In another example, when a voxel map is generated from the point clouds over time with respect to the three-dimensional space obtained by the sensing device 100, in the voxel map, the sensing device 100 may determine the installation abnormality of the sensing device 100 by comparing a ratio of the number of voxels forming a first static point cloud to the number of all voxels forming the determined static object area with a ratio of the number of voxels forming a second static point cloud to the number of all voxels forming the determined static object area.

For convenience of explanation, although the sensing device 100 is described on an assumption of being installed on a fixed structure, the sensing device 100 may be installed not only on a fixed structure, but also on a moving structure. For example, when the sensing device 100 is installed on a vehicle or a drone, as a three-dimensional space is changed according to the movement of the vehicle or drone, the position of a static object in the three-dimensional space may be changed in the space information map. However, when the vehicle or drone repeatedly passes through the same space, point clouds of the same space may be obtained based on the position information of the vehicle or drone. In another example, when a structure on which the sensing device 100 is installed periodically rotates by a certain angle in order to monitor a relatively large space, the sensing device 100 may obtain a point cloud of a three-dimensional space obtained at the same angle as a point cloud for the same space.

Each of the embodiments described above may be provide in the form of a computer program or an application stored in a medium, to perform certain operations to perform a method of sensing the installation abnormality of the sensing device 100. In other words, each of the embodiments described above may be provide in the form of a computer program or an application stored in a medium, to perform, by at least one processor of the sensing device 100, certain operations of a method of detecting installation abnormality.

The above-described embodiments may be implemented in the form of a computer-readable storage medium that stores instructions and data executable by a computer or processor. At least one of the instructions and data may be stored in the form of program code, and when executed by a processor, may generate a certain program module and perform a certain operation. The computer-readable storage medium may include read-only memory (ROM), random-access memory (RAM), flash memory, CD-ROMs, CD-Rs, CD+Rs, CD-RWs, CD+RWs, DVD-ROMs, DVD-Rs, DVD+Rs, DVD-RWs, DVD+RWs, DVD-RAMs, BD-ROMs, BD-Rs, BD-R LTHs, BD-REs, magnetic tapes, floppy disks, magneto-optical data storage devices, optical data storage devices, hard disks, solid-state disks (SSDs), and any devices capable of providing instructions or software, associated data, data files, and data structures to a processor or computer so as to execute the instructions.

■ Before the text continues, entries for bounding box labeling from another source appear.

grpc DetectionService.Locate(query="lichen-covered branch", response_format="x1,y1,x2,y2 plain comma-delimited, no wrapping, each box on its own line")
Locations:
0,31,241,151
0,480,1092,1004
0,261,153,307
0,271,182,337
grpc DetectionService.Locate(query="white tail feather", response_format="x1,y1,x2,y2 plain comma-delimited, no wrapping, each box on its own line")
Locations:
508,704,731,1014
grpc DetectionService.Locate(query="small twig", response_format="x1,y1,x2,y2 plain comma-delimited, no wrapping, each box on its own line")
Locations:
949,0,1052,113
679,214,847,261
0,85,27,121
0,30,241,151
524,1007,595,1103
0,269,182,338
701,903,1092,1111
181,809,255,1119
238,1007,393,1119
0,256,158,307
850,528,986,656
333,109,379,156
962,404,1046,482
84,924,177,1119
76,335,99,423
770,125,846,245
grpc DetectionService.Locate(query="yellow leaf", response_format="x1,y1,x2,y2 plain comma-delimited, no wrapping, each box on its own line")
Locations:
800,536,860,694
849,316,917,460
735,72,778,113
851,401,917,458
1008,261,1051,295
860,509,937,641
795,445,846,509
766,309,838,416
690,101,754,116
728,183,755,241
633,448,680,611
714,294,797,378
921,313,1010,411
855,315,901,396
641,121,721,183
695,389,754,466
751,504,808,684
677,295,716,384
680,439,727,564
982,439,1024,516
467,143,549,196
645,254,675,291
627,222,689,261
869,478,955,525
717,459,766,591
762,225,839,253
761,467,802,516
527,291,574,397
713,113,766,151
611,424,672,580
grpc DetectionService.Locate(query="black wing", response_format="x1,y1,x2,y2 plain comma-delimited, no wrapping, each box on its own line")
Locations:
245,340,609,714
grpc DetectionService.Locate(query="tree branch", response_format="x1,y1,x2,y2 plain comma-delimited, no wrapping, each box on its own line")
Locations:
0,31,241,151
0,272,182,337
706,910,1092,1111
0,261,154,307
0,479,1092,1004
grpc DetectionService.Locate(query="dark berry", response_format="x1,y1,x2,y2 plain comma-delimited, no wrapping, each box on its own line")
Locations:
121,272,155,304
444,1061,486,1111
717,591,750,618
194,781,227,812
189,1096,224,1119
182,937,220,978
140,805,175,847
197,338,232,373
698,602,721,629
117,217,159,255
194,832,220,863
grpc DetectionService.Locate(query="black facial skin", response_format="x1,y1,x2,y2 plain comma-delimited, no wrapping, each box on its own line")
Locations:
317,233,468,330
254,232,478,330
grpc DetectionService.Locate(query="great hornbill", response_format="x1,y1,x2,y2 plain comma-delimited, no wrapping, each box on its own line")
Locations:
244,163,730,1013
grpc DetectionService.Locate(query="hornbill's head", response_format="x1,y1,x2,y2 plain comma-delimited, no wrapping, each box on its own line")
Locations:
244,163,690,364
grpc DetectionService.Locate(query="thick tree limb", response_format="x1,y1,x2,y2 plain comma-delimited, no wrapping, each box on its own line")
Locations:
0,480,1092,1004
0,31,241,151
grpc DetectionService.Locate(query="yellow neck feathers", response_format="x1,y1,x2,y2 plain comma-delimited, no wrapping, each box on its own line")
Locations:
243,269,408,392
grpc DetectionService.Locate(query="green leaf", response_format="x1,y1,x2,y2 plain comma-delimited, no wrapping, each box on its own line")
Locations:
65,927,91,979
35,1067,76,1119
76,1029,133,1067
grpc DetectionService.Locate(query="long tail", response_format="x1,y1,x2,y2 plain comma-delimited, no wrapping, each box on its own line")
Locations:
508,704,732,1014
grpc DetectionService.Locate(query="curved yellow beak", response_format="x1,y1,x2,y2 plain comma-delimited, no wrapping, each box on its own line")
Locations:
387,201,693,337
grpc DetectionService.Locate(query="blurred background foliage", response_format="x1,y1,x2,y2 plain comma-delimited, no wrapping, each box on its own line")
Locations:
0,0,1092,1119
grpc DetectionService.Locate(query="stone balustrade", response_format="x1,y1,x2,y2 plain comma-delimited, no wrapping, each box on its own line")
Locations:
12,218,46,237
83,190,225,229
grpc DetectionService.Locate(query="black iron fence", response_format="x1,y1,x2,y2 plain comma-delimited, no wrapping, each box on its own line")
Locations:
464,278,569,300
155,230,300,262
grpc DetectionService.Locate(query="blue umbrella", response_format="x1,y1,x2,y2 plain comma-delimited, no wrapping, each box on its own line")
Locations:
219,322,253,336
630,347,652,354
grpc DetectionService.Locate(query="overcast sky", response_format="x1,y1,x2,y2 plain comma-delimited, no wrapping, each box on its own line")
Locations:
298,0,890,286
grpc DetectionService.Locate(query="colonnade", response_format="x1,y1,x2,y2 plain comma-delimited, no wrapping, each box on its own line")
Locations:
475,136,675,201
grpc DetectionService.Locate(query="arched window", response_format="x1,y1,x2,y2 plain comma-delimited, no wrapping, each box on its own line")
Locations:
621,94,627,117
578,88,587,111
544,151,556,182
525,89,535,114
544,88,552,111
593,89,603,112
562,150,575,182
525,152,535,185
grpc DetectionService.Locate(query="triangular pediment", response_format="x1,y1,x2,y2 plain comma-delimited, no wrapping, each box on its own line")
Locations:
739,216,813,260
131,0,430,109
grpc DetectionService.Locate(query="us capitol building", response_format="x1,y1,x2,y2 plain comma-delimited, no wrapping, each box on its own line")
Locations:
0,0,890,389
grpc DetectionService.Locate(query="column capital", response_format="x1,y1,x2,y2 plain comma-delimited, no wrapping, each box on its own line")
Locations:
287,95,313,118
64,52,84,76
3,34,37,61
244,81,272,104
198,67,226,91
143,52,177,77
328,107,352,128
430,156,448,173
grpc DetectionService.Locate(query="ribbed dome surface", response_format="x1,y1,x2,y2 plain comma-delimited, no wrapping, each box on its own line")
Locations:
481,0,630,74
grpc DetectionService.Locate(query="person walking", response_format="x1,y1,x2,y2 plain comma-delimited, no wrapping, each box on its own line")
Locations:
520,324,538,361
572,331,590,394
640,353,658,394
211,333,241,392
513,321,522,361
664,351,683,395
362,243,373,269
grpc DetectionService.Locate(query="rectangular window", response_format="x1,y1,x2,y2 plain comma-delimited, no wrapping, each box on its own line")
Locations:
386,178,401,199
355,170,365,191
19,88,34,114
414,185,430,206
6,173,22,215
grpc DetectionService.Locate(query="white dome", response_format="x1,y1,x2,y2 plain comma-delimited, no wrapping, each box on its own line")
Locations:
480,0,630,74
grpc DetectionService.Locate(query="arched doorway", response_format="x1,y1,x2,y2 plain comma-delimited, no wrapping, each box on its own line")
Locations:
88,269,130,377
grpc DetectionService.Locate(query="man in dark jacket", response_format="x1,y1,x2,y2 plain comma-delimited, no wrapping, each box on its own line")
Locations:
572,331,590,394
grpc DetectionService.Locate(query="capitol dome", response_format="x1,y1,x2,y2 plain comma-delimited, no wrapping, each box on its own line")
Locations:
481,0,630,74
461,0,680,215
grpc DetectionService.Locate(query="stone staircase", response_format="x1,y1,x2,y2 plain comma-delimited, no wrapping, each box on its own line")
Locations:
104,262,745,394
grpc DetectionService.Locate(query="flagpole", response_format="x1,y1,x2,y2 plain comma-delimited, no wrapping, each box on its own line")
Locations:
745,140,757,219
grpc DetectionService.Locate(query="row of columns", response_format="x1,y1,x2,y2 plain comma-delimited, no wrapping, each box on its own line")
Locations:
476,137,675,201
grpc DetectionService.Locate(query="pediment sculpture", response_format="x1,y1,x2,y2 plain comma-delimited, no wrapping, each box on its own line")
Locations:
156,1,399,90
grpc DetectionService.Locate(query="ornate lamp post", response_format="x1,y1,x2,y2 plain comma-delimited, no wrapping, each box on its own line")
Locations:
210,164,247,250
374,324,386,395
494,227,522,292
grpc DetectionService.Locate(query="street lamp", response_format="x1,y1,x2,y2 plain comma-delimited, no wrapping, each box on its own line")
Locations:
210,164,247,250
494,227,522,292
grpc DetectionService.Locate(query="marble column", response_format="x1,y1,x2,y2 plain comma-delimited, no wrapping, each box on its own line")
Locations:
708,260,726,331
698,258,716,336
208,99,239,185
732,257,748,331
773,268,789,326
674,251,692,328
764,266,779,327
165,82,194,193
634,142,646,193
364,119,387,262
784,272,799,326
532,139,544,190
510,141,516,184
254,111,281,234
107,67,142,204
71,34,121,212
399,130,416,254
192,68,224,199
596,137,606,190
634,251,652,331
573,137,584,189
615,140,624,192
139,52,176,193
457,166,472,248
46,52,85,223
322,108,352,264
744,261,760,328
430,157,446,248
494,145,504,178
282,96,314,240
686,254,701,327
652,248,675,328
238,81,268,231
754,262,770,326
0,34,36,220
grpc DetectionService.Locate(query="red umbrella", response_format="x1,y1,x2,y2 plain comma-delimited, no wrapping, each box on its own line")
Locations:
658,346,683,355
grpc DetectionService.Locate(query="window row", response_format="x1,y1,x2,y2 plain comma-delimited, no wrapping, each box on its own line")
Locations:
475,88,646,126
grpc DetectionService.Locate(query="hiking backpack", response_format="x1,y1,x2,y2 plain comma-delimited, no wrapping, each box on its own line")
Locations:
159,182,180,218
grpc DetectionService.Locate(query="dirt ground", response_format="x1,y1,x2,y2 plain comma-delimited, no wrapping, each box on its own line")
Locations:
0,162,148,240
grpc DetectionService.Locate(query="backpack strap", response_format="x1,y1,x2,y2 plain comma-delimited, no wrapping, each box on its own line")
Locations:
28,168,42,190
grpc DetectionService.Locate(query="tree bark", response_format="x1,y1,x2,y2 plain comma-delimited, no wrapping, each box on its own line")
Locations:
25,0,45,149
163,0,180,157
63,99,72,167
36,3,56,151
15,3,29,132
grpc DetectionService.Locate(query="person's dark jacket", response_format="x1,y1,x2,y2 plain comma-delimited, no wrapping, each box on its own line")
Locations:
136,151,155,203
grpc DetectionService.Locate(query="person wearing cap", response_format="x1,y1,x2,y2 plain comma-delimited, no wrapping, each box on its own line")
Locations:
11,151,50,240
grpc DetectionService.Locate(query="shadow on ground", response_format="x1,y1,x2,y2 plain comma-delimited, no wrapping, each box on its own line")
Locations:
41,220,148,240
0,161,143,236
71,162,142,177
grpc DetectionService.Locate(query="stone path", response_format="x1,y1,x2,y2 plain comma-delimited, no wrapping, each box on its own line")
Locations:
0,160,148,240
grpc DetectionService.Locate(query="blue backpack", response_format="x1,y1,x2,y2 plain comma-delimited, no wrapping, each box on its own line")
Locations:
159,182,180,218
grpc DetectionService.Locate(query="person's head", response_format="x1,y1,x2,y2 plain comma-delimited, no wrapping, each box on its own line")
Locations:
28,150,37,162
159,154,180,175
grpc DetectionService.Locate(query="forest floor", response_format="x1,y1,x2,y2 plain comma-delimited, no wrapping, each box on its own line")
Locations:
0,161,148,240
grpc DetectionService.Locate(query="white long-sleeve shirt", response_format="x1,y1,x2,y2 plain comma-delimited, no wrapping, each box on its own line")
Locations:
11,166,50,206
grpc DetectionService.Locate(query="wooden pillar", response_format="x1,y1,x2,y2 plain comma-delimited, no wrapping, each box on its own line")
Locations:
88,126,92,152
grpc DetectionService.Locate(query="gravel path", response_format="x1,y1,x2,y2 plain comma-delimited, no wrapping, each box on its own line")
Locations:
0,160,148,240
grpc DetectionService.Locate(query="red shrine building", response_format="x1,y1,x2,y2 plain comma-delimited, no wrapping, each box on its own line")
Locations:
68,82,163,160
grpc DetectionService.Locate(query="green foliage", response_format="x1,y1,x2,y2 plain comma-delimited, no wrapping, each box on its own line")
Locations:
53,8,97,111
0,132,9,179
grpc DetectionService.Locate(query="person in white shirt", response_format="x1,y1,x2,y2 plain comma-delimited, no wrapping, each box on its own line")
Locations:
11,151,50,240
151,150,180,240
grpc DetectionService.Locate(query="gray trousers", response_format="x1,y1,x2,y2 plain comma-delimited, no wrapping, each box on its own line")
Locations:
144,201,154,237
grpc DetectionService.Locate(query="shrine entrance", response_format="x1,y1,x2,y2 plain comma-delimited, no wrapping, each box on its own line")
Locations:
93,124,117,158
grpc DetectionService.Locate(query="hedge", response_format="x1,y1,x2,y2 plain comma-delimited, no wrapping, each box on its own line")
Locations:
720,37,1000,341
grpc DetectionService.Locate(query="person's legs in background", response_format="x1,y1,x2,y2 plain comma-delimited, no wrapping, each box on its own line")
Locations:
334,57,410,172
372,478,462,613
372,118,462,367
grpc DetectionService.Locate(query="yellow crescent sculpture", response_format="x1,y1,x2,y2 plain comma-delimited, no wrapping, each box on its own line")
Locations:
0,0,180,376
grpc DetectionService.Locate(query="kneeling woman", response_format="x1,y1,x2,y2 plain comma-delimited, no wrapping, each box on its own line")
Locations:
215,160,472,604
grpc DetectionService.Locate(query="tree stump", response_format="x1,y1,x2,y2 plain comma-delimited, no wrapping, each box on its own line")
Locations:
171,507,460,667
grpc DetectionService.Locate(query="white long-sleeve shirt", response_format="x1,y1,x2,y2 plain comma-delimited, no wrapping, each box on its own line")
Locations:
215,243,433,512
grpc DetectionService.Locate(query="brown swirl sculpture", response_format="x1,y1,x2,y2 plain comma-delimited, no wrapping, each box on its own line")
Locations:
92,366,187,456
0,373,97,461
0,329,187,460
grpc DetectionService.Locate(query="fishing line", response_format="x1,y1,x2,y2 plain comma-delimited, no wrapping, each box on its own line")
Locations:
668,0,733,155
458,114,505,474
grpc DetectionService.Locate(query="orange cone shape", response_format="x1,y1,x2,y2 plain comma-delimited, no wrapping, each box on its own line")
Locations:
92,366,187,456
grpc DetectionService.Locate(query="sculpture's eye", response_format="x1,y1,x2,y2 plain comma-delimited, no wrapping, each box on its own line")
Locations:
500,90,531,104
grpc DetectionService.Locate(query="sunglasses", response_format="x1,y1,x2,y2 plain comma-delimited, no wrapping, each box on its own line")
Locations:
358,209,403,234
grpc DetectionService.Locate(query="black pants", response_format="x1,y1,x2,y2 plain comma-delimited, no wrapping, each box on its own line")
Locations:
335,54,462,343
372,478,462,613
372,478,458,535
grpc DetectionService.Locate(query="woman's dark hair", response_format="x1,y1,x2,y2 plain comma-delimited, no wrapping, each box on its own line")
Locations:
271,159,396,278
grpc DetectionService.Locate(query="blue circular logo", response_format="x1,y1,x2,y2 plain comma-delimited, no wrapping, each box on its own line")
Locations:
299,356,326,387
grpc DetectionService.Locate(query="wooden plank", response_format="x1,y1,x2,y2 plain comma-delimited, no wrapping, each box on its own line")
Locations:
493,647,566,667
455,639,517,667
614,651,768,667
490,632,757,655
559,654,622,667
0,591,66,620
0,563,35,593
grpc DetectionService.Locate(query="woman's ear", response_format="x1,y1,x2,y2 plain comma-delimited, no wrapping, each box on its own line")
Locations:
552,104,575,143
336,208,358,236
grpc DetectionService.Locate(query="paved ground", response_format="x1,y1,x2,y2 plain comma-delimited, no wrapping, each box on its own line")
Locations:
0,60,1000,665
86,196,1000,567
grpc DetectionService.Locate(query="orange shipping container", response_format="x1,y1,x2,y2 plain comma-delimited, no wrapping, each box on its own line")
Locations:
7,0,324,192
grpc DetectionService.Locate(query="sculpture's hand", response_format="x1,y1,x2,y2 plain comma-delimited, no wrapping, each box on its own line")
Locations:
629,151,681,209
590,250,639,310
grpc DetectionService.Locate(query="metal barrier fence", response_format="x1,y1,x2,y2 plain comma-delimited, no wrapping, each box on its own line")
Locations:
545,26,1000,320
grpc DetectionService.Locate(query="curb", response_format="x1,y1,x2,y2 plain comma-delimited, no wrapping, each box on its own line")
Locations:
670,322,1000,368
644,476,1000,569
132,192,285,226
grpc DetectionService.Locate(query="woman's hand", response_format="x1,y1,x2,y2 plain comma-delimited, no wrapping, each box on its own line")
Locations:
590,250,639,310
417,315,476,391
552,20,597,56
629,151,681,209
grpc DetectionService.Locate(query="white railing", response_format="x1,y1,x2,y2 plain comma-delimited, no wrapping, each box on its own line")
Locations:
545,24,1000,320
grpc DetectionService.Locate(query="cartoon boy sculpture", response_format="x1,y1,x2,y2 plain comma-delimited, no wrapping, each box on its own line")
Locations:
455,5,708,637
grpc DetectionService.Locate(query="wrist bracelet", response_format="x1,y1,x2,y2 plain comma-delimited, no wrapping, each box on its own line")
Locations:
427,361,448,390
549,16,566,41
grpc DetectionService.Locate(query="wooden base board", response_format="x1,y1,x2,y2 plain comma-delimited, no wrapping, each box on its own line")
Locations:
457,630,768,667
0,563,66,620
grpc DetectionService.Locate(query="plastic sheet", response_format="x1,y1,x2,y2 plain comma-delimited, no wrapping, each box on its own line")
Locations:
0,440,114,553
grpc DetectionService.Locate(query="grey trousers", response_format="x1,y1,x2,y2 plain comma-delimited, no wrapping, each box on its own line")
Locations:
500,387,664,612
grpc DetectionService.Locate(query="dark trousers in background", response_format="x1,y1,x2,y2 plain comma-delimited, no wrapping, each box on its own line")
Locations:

While this disclosure has been particularly shown and described with reference to preferred embodiments thereof, it will be understood by those of ordinary skill in the art that various changes in form and details may be made therein without departing from the spirit and scope of the disclosure as defined by the appended claims. The preferred embodiments should be considered in descriptive sense only and not for purposes of limitation. Therefore, the scope of the disclosure is defined not by the detailed description of the disclosure but by the appended claims, and all differences within the scope will be construed as being included in the disclosure.